Sidna Brower, then editor of the University of Misssissippi student newspaper, conveys the drama of James Meredith’s historic role as the first black student at Ole Miss. And a 1964 report by Howard Zinn, bears witness to the thousands of civil rights workers who converged in Mississippi to be part of an historic movement.
By Sidna Brower
From the Oct. 27, 1962, edition
Because of the dearth of information generally about the attitude of Ole Miss students towards James Meredith and the events which preceded and followed his admission to the campus, we invited Miss Sidna Brower, editor of The Mississippian, the campus daily, to report on the subject for our readers Miss Brower’s editorials on the campus rioting, printed in The Mississippian, attracted nation-wide attention.—ED.
“Students started out yesterday by shouting slogans of their pride in Mississippi and ended up with nothing to be proud of,” read the first paragraph in the lead story of The Mississippian‘s “riot issue.”
The curiosity of hundreds of Ole Miss students changed to shock, and the bright gleam of Governor Ross Barnett’s new popularity on the campus began to dim, as students witnessed violent demonstrations sweeping the university grounds.

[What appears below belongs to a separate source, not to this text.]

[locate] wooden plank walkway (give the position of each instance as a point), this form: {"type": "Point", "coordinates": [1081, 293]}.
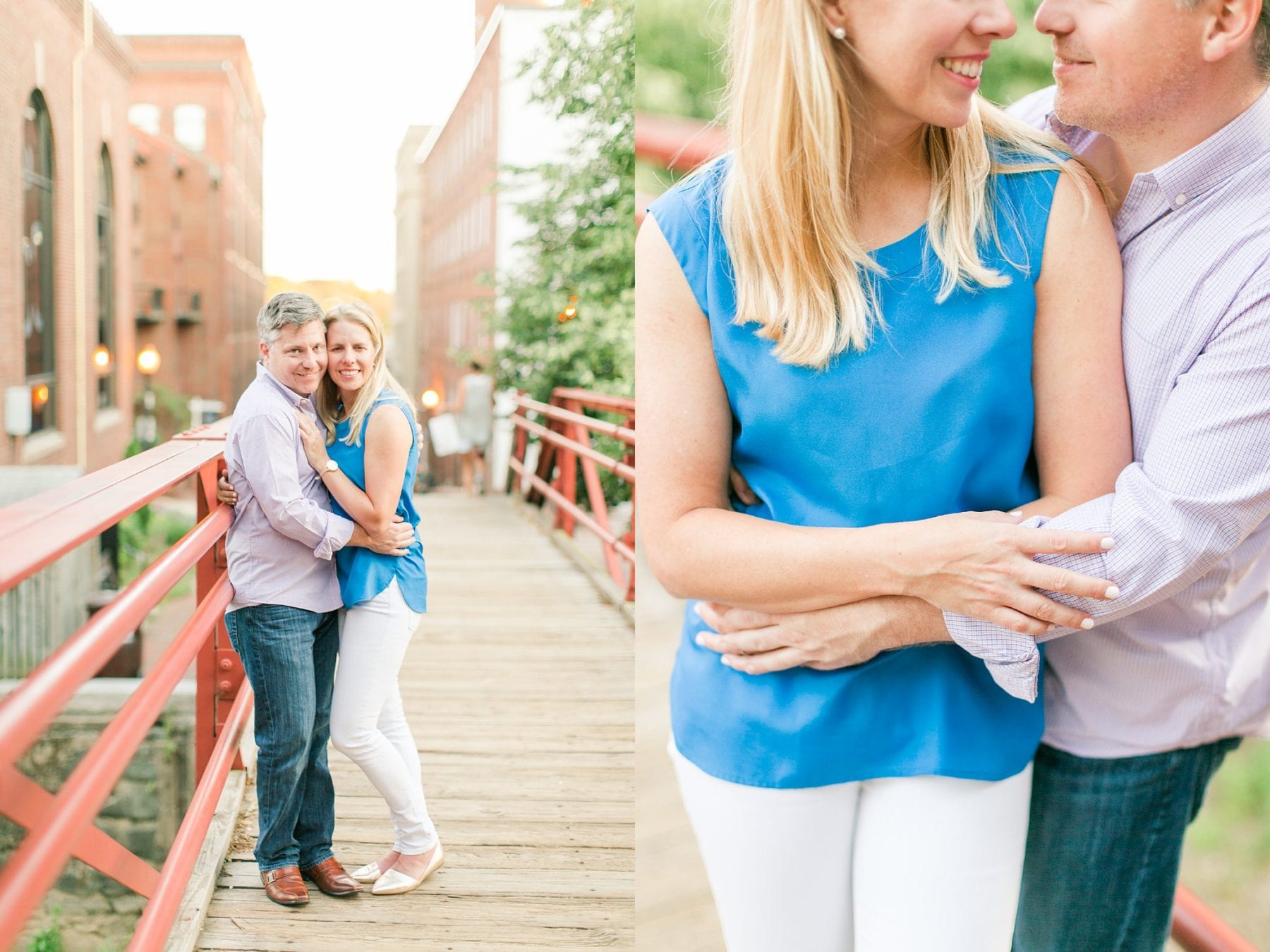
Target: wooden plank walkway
{"type": "Point", "coordinates": [519, 690]}
{"type": "Point", "coordinates": [673, 909]}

Not only students, but almost the entire State of Mississippi, had expected a miracle from a demigod—Governor Barnett. After all, he had sworn in his campaign speeches that there would not be integration as long as he was Governor. For a short while, it seemed as if he could keep his pledge. The new hero of the “great sovereign State of Mississippi” wrote proclamations, hired the state’s leading legal minds and listened to the advice of the national president of the White Citizens Councils. After he had successfully defied federal court orders for the first time, the state’s citizens put almost complete trust in his drive to keep James Meredith out of the university. Students who had formerly booed him at football games began to “Roll with Ross.”
But while the students cheered Barnett, they never dreamed that their university would appear as a torn battlefield at dawn on October 1, 1962. True, they didn’t want Ole Miss to become the first Mississippi college to be integrated. They were prepared to hurl nasty remarks, but never would there be an actual fight, much less bloodshed on their campus. There was still the sincere belief that the Governor was right. After all, he was standing up for an old Southern tradition, even if few Southerners can state exactly what that tradition is.
Some Southerners have expressed their firm belief in “white supremacy.” These people fear their “superiority” would be overthrown if the Negro were allowed in all-white colleges. There was, and still is, the fear among some of the lower classes that the Negro, if educated, would be on an equal economic basis with them; thus “the poor white trash” would have no scapegoat. Even some members of the upper classes fear economic equality–if Negroes became educated, they would cease to be a source of cheap labor. Naturally, among many Mississippians and other Southerners is the constant fear that integrated schools will lead ultimately to intermarriages. Thus the white race would no longer be “superior.” Yet many of those who most fear for the “degeneration” of the white race are the products of the degeneration of their own fine old families.